Défendable aussi, car cela empêche une ligne périmée d’afficher -60 %. Et cela signifie que la colonne ne peut être ni sommée, ni moyennée, ni comparée d’une ligne à l’autre.

Le propos n’est pas que l’outil est faux

Chacune de ces décisions de conception est raisonnable. Aucune n’est un bug.

Ensemble, elles font que le tableau montre des survivants, classés presque sans égard à l’ancienneté, avec des résultats rognés aux deux bouts, et une note en étoiles dominée par un bonus accordé à une propriété que nous avons mesurée en dessous du hasard.

Le travail n’est pas de s’en méfier. C’est de savoir quelle colonne répond à quelle question. Le biais et les étoiles décident de l’ordre. L’ancienneté informe et ne trie presque pas. Le résultat décrit les survivants et seulement eux.

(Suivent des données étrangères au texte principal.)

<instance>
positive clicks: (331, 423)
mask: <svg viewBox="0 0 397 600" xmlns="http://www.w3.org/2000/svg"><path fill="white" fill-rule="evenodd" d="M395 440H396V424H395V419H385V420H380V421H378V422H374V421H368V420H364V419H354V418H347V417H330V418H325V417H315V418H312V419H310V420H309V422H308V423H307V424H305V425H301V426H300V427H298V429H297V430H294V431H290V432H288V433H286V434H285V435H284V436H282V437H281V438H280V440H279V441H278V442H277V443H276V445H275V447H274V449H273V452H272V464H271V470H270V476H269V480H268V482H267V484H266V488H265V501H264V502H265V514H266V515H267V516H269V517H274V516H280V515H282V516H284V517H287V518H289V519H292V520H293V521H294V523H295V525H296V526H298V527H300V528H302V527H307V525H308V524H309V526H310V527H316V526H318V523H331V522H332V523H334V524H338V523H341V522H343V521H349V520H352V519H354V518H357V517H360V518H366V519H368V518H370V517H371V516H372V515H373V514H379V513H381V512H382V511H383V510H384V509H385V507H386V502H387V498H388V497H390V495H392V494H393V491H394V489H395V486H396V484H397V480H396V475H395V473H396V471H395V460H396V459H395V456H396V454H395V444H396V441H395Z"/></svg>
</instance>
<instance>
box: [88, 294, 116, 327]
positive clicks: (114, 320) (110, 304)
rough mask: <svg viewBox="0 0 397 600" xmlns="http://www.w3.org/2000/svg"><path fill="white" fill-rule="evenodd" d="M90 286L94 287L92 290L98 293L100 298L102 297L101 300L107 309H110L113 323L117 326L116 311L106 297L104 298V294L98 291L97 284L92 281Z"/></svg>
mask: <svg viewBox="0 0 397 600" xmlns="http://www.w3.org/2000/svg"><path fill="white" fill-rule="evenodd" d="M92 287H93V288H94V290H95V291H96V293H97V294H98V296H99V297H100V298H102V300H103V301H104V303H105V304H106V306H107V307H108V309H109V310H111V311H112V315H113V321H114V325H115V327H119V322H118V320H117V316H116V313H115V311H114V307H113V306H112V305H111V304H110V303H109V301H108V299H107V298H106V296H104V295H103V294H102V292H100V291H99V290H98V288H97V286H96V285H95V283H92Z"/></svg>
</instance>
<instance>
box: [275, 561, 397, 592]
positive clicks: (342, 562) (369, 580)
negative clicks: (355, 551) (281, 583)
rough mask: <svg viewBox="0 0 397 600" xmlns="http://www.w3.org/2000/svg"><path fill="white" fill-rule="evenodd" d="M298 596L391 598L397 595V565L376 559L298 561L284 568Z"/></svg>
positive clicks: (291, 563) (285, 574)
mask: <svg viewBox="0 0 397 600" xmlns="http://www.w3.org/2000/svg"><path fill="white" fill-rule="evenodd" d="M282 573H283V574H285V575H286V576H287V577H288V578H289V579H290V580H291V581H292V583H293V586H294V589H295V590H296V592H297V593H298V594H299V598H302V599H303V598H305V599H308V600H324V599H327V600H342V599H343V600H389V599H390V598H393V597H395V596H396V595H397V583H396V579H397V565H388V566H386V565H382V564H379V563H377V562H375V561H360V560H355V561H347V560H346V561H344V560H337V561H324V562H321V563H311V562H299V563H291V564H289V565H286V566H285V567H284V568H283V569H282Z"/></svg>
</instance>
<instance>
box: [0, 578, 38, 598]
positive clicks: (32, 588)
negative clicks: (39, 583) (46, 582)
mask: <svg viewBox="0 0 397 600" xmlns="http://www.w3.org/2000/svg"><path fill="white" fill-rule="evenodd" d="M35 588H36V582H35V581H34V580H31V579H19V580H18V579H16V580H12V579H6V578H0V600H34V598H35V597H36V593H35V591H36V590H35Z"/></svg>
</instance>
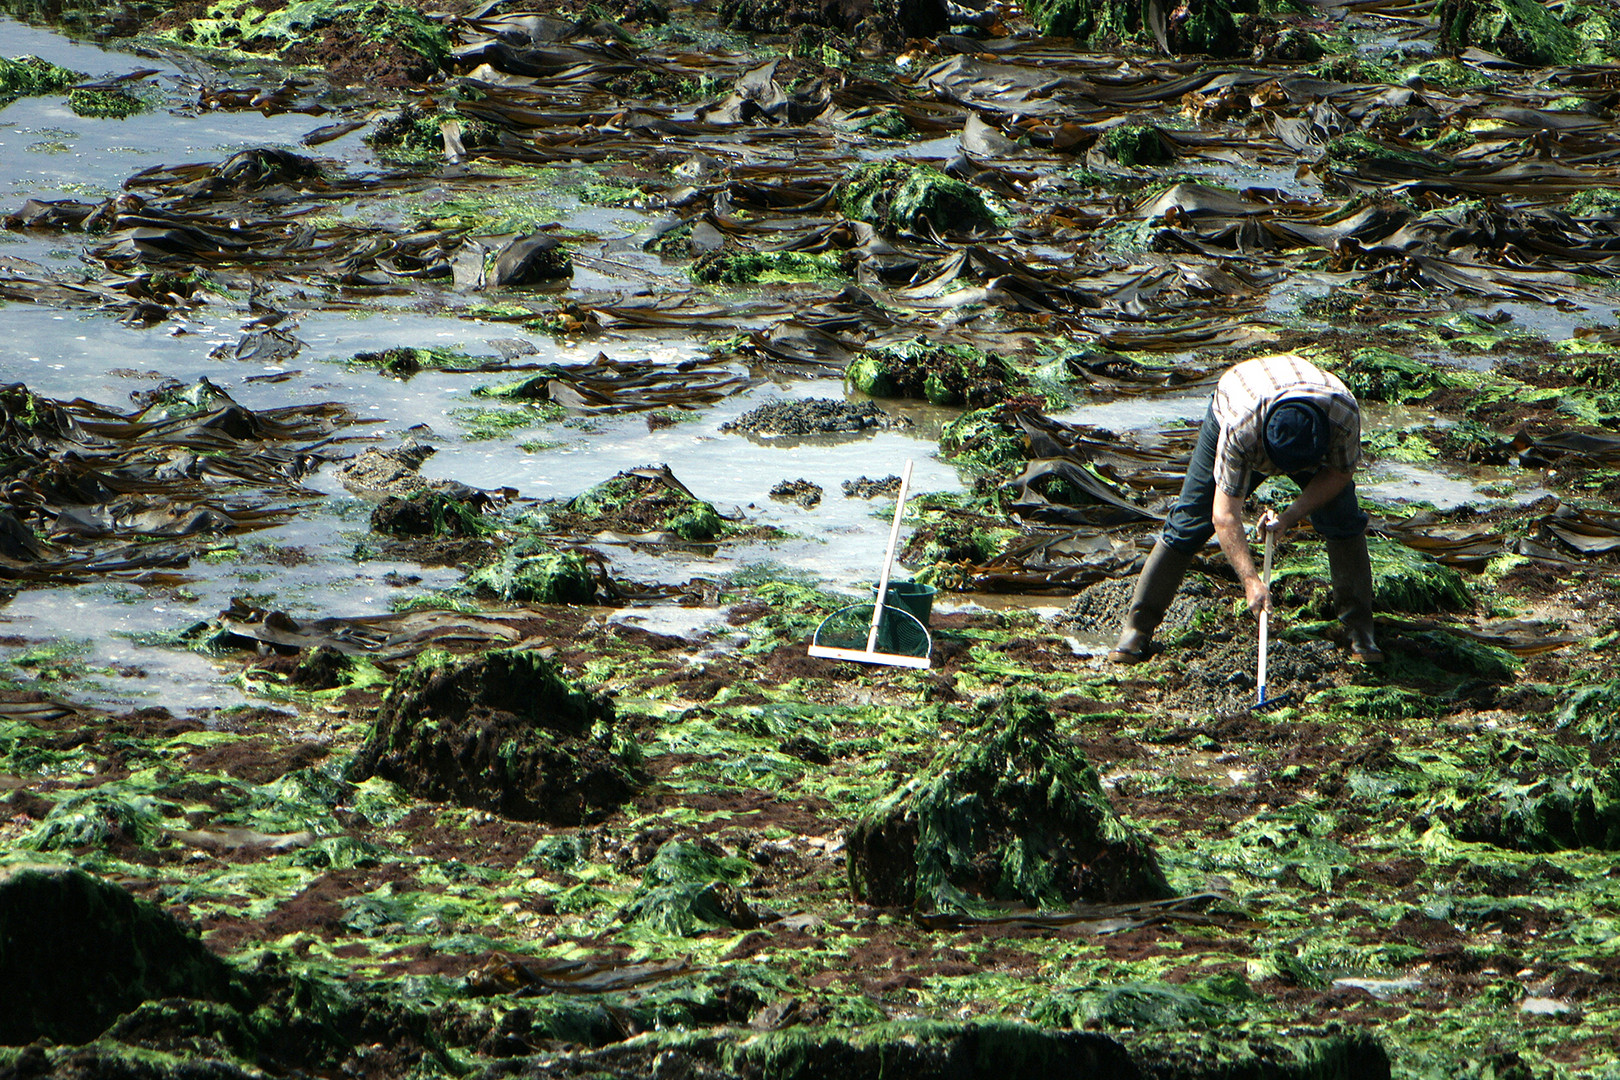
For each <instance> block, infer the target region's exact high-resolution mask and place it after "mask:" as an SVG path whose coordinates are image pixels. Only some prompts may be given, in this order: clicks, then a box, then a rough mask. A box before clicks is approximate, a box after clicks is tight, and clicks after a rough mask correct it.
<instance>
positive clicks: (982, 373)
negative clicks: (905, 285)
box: [844, 337, 1029, 408]
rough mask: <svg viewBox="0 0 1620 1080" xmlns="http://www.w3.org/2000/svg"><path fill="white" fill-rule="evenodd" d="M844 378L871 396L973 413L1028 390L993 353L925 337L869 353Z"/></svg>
mask: <svg viewBox="0 0 1620 1080" xmlns="http://www.w3.org/2000/svg"><path fill="white" fill-rule="evenodd" d="M844 379H846V381H847V382H849V384H851V385H854V387H855V389H857V390H860V392H862V393H867V395H870V397H886V398H923V400H927V402H932V403H933V405H966V406H969V408H985V406H987V405H993V403H996V402H1004V400H1006V398H1009V397H1013V395H1014V393H1019V392H1021V390H1024V389H1027V387H1029V379H1027V377H1025V376H1024V374H1022V372H1021V371H1017V369H1016V368H1013V364H1009V363H1008V361H1006V359H1003V358H1001V356H998V355H995V353H985V351H982V350H977V348H974V347H972V345H940V343H936V342H930V340H928V338H927V337H917V338H912V340H910V342H904V343H901V345H880V347H876V348H868V350H867V351H863V353H862V355H860V356H857V358H855V359H852V361H851V363H849V368H847V369H846V371H844Z"/></svg>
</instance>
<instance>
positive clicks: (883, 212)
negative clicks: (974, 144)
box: [838, 162, 1000, 233]
mask: <svg viewBox="0 0 1620 1080" xmlns="http://www.w3.org/2000/svg"><path fill="white" fill-rule="evenodd" d="M838 202H839V207H841V209H842V210H844V217H847V219H851V220H854V222H868V223H872V225H876V227H878V228H883V230H888V232H891V233H897V232H912V230H915V228H919V227H925V225H923V223H927V225H932V227H933V228H935V230H938V232H946V233H949V232H977V230H983V228H991V227H995V225H998V223H1000V215H998V214H996V212H995V210H993V209H991V207H990V202H988V201H987V199H985V196H983V194H982V193H980V191H978V189H977V188H974V186H972V185H969V183H966V181H962V180H956V178H953V176H946V175H944V173H943V172H940V170H938V168H935V167H933V165H919V164H912V162H875V164H867V165H857V167H855V168H854V172H851V173H849V176H847V178H844V181H842V183H841V185H839V193H838Z"/></svg>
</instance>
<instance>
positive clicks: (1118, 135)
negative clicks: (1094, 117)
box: [1102, 123, 1176, 167]
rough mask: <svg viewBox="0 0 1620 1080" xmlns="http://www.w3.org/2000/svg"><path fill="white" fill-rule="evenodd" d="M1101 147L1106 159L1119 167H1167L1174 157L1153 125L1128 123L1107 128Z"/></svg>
mask: <svg viewBox="0 0 1620 1080" xmlns="http://www.w3.org/2000/svg"><path fill="white" fill-rule="evenodd" d="M1102 146H1103V149H1105V151H1106V152H1108V157H1111V159H1115V160H1116V162H1119V164H1121V165H1128V167H1129V165H1168V164H1170V162H1173V160H1174V159H1176V155H1174V154H1173V152H1171V151H1170V147H1168V146H1166V144H1165V136H1163V133H1162V131H1160V130H1158V128H1155V126H1153V125H1136V123H1128V125H1121V126H1118V128H1108V131H1105V133H1103V138H1102Z"/></svg>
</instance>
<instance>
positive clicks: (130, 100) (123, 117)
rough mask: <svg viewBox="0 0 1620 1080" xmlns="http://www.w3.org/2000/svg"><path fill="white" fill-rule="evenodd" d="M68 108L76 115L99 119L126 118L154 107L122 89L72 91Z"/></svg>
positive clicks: (131, 116)
mask: <svg viewBox="0 0 1620 1080" xmlns="http://www.w3.org/2000/svg"><path fill="white" fill-rule="evenodd" d="M68 108H71V110H73V115H76V117H92V118H97V120H125V118H128V117H134V115H136V113H143V112H151V110H152V107H151V105H149V104H146V102H144V100H141V99H139V97H136V96H134V94H125V92H122V91H71V92H70V94H68Z"/></svg>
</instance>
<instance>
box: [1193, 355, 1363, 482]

Comment faire cela sur votre propre scanner

Trouvez la ligne qui calcule le rang. Pas celle qui dessine le tableau, celle qui le trie. Puis faites-y passer de vrais chiffres.

La nôtre paraissait équilibrée jusqu’à ce que nous demandions ce que valait un jour d’ancienneté face à un point de score, et la réponse fut 11,6 jours pour un point.

Si vous ne trouvez pas cette ligne, vous ne savez pas sur quoi votre classement s’ordonne, et la colonne que vous lisez n’est probablement pas celle-là.

La portée honnête

Pas un backtest, et pas une affirmation sur le fait que ces signaux rapportent. Rien ici ne mesure un résultat. C’est une lecture de la façon dont un affichage est construit, à partir de son propre code, et elle se reproduit sur tout scanner dont vous pouvez voir le code.


Mesure passée de notre propre outillage, décrite après coup. Rien ici n'est une recommandation ni une indication de résultats futurs.